Doug Leggate: The inventory ranges you’ve given, Tom, are —
Tom Jorden: Yes, I’ve got that in front of me, Doug. We have quite a bit of robustness in our inventory. And we typically run our inventory at multiple price files. I’m looking at a permutation in front of me that’s run at $60 oil and $3 gas long term, and $85 oil and $4.25 gas long term. Now I will say when we go to $3 or less, we do assume some reduction in capital. And currently, we say, all right, if we’re going to say $60 oil, $3 gas, we’re going to take 70% of current capital expenditures. But the $85, $4.25 is at current costs. And so depending on where you want to cut it off, if I say, all right, how much of that hurdles at a 1.25 PVI10, which I think is a reasonable long-term inventory cut off, we’ve been using 1.5 in one of our disclosure, but I’m going to give you 1.25.
At $60 and $3, 75% of our total inventory would hurdle at a 1.25 PVI10. And at $85 and $4.25, 91% of our inventory would hurdle at a 1.25 PVI10. And again, at $85, $4.25, that is the current cost. So we have a fair amount of downside protection on this inventory.
Doug Leggate: Great color. Thanks, Tom. I appreciate that. I guess my follow up is I really just wanted to ask you — just the slight change in messaging over share buybacks, I think you all know our view on variable dividends for a depleting business with a finite . I won’t get on my tool box , but it seems that you guys are pivoting to recognize that there probably is some value in your stock here. So can you walk us through the investor feedback that you I think is how you described part of your decision to make that shift? And I’ll leave it there. Thanks.
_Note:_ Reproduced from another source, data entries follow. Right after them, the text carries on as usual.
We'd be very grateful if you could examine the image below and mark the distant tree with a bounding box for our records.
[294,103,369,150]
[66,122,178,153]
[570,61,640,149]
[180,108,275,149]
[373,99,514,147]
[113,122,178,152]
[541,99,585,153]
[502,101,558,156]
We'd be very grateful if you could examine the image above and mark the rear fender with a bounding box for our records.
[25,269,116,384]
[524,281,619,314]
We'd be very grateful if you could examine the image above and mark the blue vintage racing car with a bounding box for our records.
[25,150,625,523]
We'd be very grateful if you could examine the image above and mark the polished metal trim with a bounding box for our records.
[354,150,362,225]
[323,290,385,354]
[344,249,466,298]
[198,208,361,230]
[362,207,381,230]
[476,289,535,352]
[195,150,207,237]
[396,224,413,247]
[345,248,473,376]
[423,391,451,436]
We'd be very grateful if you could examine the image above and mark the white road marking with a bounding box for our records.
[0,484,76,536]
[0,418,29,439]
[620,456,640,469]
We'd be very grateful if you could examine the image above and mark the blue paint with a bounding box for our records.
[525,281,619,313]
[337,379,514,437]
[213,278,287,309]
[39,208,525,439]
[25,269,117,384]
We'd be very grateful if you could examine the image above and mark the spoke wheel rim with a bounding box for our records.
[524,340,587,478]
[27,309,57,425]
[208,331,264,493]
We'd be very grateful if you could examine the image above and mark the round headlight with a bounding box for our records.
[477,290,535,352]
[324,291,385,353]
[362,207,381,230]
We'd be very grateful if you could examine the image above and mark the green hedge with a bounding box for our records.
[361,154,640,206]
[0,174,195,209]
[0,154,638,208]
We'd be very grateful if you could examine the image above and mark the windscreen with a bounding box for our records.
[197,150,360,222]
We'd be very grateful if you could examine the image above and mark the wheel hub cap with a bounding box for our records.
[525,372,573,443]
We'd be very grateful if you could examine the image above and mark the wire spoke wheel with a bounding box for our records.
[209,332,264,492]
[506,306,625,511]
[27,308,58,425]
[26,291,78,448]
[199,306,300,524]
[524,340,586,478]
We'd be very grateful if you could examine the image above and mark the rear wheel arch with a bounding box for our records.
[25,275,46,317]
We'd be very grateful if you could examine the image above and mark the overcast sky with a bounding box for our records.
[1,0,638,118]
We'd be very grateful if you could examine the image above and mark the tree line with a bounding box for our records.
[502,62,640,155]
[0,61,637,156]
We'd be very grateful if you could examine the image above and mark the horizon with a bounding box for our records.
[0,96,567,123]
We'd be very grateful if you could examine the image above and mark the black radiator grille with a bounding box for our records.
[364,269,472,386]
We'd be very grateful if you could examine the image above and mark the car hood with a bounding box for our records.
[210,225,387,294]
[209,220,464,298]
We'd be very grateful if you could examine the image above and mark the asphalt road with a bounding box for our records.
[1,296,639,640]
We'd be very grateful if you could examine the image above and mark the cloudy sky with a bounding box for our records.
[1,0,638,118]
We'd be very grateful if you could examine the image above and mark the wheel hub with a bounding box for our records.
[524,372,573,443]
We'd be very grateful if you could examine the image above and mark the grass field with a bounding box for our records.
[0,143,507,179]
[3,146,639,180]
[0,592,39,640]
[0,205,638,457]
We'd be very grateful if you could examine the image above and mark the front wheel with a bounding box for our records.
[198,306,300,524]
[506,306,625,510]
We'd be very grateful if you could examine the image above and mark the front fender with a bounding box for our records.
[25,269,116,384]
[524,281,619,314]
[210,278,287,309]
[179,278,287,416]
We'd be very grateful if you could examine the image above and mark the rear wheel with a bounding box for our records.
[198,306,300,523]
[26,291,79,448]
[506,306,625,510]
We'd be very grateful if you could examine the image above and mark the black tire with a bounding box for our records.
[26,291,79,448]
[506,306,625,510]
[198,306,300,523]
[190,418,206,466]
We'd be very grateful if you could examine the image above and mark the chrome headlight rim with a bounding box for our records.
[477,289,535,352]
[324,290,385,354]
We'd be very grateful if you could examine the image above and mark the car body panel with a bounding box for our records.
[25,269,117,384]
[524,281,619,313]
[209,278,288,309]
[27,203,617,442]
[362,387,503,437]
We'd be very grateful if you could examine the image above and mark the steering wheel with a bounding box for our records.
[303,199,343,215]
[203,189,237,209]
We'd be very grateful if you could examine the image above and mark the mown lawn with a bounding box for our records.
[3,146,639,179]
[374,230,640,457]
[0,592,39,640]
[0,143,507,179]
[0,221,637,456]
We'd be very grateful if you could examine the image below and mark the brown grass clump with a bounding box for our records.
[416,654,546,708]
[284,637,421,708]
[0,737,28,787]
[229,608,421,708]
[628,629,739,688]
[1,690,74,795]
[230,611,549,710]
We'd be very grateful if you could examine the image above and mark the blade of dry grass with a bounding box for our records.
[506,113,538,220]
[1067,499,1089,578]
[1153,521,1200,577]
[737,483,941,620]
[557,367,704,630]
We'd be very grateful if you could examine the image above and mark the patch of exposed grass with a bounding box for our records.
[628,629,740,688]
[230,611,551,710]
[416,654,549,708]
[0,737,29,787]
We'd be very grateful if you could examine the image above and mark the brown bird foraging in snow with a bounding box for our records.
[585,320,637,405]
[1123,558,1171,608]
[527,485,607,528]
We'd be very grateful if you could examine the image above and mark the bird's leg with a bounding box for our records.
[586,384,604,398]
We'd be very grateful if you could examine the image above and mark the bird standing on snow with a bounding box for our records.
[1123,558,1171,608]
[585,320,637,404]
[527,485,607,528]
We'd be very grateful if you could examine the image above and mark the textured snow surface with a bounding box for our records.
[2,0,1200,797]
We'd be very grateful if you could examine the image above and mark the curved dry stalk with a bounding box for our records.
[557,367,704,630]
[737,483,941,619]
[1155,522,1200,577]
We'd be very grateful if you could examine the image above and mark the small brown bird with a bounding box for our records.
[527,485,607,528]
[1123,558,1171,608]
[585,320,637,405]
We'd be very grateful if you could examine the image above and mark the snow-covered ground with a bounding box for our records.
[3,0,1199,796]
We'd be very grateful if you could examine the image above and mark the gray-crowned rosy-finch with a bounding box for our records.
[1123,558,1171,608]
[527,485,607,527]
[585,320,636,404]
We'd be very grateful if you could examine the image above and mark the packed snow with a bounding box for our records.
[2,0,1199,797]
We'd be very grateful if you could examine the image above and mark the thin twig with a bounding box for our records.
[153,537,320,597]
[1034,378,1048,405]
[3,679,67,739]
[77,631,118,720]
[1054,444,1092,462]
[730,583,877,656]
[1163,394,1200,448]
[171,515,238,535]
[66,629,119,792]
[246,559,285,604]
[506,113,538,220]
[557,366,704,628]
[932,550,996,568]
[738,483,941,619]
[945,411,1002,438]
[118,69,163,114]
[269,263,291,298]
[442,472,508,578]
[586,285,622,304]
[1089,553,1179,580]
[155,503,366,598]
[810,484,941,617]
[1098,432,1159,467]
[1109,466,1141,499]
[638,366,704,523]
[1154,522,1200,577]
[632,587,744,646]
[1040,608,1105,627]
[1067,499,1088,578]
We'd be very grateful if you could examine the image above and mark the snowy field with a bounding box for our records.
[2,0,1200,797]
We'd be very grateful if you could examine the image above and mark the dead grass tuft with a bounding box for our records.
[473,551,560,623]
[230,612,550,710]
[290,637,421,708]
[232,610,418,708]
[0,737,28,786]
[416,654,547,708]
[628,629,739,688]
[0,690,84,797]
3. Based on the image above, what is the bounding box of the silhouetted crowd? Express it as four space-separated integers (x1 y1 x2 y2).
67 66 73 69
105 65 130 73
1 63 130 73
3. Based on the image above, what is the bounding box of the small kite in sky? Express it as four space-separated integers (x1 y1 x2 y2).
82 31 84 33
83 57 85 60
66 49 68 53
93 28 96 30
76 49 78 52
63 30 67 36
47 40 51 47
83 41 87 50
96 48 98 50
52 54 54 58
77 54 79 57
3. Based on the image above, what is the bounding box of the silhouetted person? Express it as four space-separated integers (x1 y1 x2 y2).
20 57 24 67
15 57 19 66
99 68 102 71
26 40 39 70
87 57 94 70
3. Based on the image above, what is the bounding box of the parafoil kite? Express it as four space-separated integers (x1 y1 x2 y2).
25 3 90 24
Tom Jorden: Well, Doug, we’ve heard very mixed signals out of our investor base. Some people want us to do A and some people want us to do B. We’ve also looked at the market response to the variable dividend and I think that’s a strong signal as to what the market is looking for. And then we listen to our critics, and we think about it and we really do have an honest attempt to get better and adopt the best approach. And we think that long term, buyback not only is the best acquisition opportunity in the market when we look at Coterra stock, but it’s also highly accretive to our long-term owners, and that kind of checks two boxes. And so I won’t tell you it was a casual decision to readjust our priorities. But we’re very, very confident that in 2023, it’s the right decision.
Doug Leggate: Again, I appreciate the color, guys. Thanks very much indeed. And congrats on all your new disclosure.
Tom Jorden: Thanks, Doug.
Operator: Your next question is from David Deckelbaum of Cowen. Please go ahead. Your line is open.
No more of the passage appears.